Character-level language model

I’m attempting to create a char-level lm from wikitext-103 but I’m having a bit of trouble with the tokenization. At the moment I’m making a ‘custom’ Tokenizer but it’s not actually…tokenizing. If I grab one row from the train df like in the docs run tokenizer.process_text(example_text, tok) it runs no problem. When passed to create a TextList:
data_lm = (TextList.from_csv(path, 'train.csv', tokenizer=tok, header=None) .random_split_by_pct(0.1) .label_for_lm() .databunch(bs=bs) ) data_lm.show_batch()

I get what appears to be normally tokenized text (since in the source I can see it’s just returning a ' '.join() on the tokenized list. What am I missing? My tokenizer is extremely simple:
class CharTokenizer(BaseTokenizer): def __init__(self, lang:str): self.lang = lang def tokenizer(self, t: str) -> List[str]: return list(t.replace('<unk>', '').replace(' ', ' ~ ')) def add_special_cases(self, toks:Collection[str]): pass
as I just need to convert the strings to a list and replace the spaces with some random char to preserve where the spaces are located in the original string. I’m sure there’s some simple thing I’m missing or misunderstanding about the datablock api and if anyone has any guidance I would appreciate it!

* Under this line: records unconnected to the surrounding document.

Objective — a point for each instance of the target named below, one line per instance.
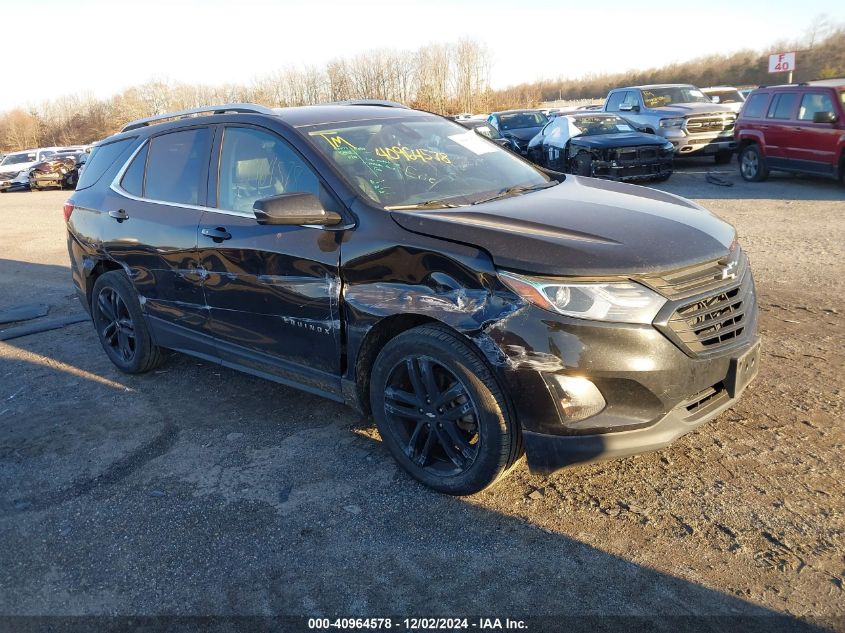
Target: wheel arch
(98, 268)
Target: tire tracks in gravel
(116, 472)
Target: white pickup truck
(680, 113)
(14, 168)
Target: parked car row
(638, 130)
(42, 168)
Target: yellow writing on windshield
(405, 153)
(334, 139)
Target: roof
(520, 111)
(337, 112)
(302, 116)
(651, 86)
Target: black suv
(393, 260)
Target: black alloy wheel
(121, 326)
(433, 416)
(116, 327)
(441, 412)
(752, 165)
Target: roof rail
(181, 114)
(374, 102)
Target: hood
(583, 227)
(623, 139)
(522, 133)
(690, 109)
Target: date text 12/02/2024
(416, 624)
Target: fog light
(577, 397)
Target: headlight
(620, 302)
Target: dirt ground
(195, 490)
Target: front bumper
(633, 172)
(687, 144)
(654, 391)
(47, 180)
(547, 453)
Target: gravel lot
(196, 490)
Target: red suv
(795, 127)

Hey, I know this question is old but I just came across it and it might help someone else.

When you’re using the data block API with custom tokenization you need to customize the preprocessing (because like you say by default they ''.join()).

I’ve had success with something like:

itos = [UNK, BOS] + list(string.ascii_lowercase + " -'")
vocab=Vocab(itos)
tokenizer=Tokenizer(CharTokenizer, pre_rules=[], post_rules=[])

data_lm = (TextList
           .from_df(df, processor=processors)
           .random_split_by_pct(0.1)
           .label_for_lm()
           .databunch(bs=bs) )

I’ve got an example notebook with all the details.

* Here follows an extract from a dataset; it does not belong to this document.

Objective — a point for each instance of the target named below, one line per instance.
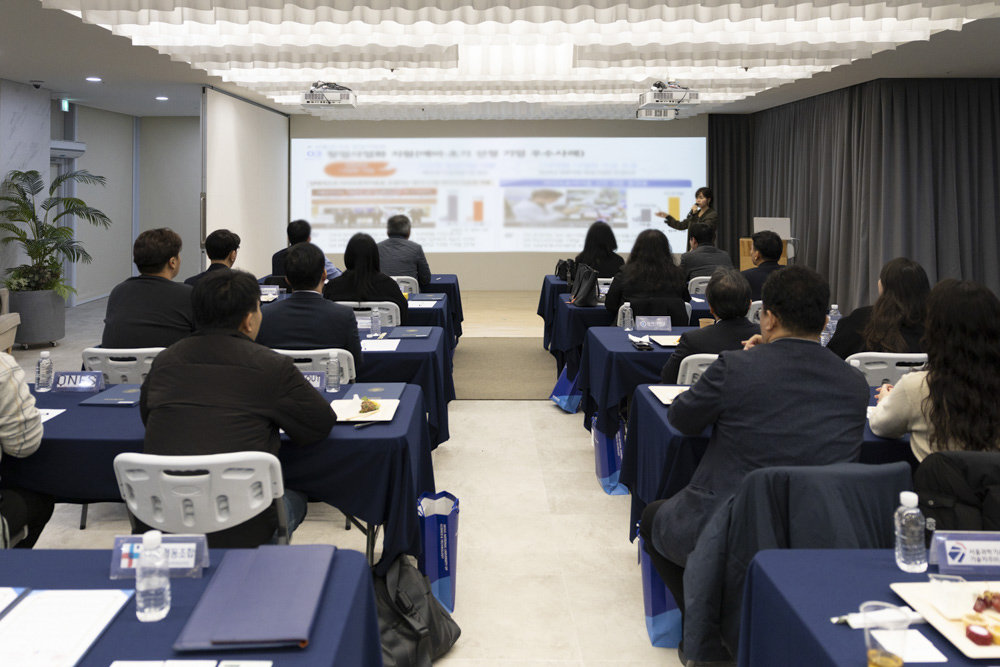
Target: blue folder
(259, 598)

I’ve been working on this problem and this ended up being helpful. The critical thing that i missed that was incredibly frustrating, was that the characters in the processor must be in a list and not a string.

Hopefully others may find this useful

Any new ideas? I’ve tried many ways to deal with it without any progress… My idea is to use TextList, but first i have to pass my own Tokenizer/Processor.

(For fastai 1.0.60.)

Quite a late answer, but I also needed to build a character-level LM, and I didn’t find any good code snippets.

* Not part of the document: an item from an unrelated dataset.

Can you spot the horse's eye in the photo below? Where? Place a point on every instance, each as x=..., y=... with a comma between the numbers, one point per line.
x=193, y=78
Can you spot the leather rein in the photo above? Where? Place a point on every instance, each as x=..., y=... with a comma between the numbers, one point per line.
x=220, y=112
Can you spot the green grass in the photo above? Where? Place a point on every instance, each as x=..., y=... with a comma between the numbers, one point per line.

Here’s what I came up with after digging around in fastai/text/transform.py.

This is my custom CharTokenizer class. It’s super simple, mostly copied from the SpacyTokenizer class. The character-level tokenization logic is in the tokenizer() method, which you can customize.

class CharTokenizer(BaseTokenizer):
    def __init__(self, lang:str='no_lang'):
        '''Needed to initialize BaseTokenizer correctly.'''
        super().__init__(lang=lang)

    def tokenizer(self, t:str) -> List[str]:
        '''Turns each character into a token. Replaces spaces with '_'.'''
        return list(t.replace(' ', '_'))

To actually use this in the DataBlocks / TextList API, you need to wrap it in the right classes:

# Not sure why there's so many levels of indirection here...
char_tokenize_processor = TokenizeProcessor(tokenizer=Tokenizer(tok_func=CharTokenizer), include_bos=False)

data_lm = (TextList
              .from_folder(path='data/', 
                           processor=[OpenFileProcessor(), char_tokenize_processor, NumericalizeProcessor()])
              .split_by_rand_pct(0.1)
              .label_for_lm()
              .databunch(bs=128))

Last, you can verify with a data_lm.show_batch().

Anybody trained character-level NLP using custom models or GRU with fastai?
Standard LSTM is sooo slow for my problem!